Sexual identity or orientation

  • During a March 2 speech to the Conservative Political Action Conference (CPAC), Coulter said she “can’t really talk about” Democratic presidential candidate and former Sen. John Edwards (NC) because “you have to go into rehab if you use the word ‘faggot’ ” — a comment that drew loud applause from the CPAC audience. Then on the March 6 broadcast of Hannity’s nationally syndicated radio show, Coulter defended her comment, explaining: “I don’t think there’s anything offensive about any variation of faggy, faggotry, faggot, fag. It’s a schoolyard taunt. It means — it means wussy.” She went on to conclude that “faggot” is a “totally excellent word.”

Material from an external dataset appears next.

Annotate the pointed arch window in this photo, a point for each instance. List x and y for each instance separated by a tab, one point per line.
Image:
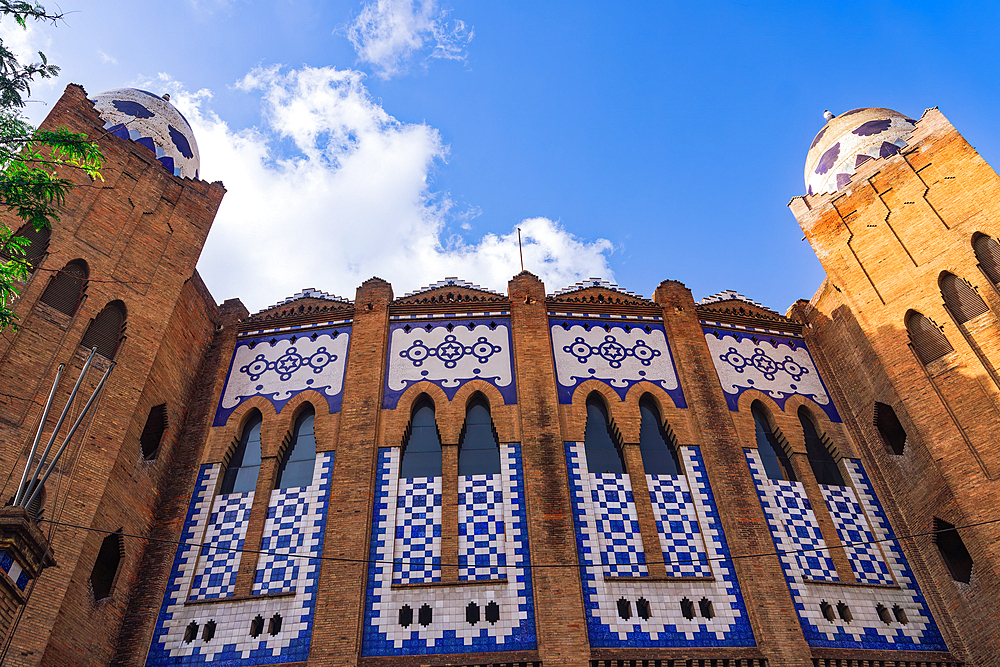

  • In 2007, Savage claimed that same-sex marriage “makes me want to puke” and that same-sex parenting is “child abuse”; blamed sexual reassignment surgery for the Columbine massacre; pointed to sexual reassignment surgery and lesbian fertility clinics in claiming that the September 11 terrorist attacks “was God speaking”; referred to Media Matters as “a gay smear sheet,” the “homosexual mafia,” and the “gay Mafioso“; and declared that a “loving, kind lesbian” is “the type that stuffed ovens in Hitler’s concentration camps.”
  • On the July 11 edition of The O’Reilly Factor, O’Reilly objected to the San Diego Padres’ decision to host a gay pride night and a children’s hat giveaway promotion during the same July 8 baseball game, claiming that “cluster[ing]” gays near children is “insane” and “inappropriate.” After a viewer challenged him by noting that “kids are around gays every day, O’Reilly elaborated on his position on the July 12 edition of The O’Reilly Factor, saying that “thousands” of gays in one place “can be confusing to children.”
  • In an August 21 post on his CBNnews.com blog, Christian Broadcasting Network senior national correspondent David Brody addressed a federal complaint filed against then-presumptive Republican presidential candidate Fred Thompson by blogger Lane Hudson, writing: “Well, now Fred Thompson has an angry girlfriend. His name (don’t go there) is Lane Hudson.” Since then, Brody had appeared three times on NBC’s Meet the Press and four times on MSNBC’s Hardball to discuss the 2008 presidential race. Despite referring to a male blogger as Thompson’s “angry girlfriend,” Brody was invited to appear on the September 9 broadcast of Meet the Press to discuss the election.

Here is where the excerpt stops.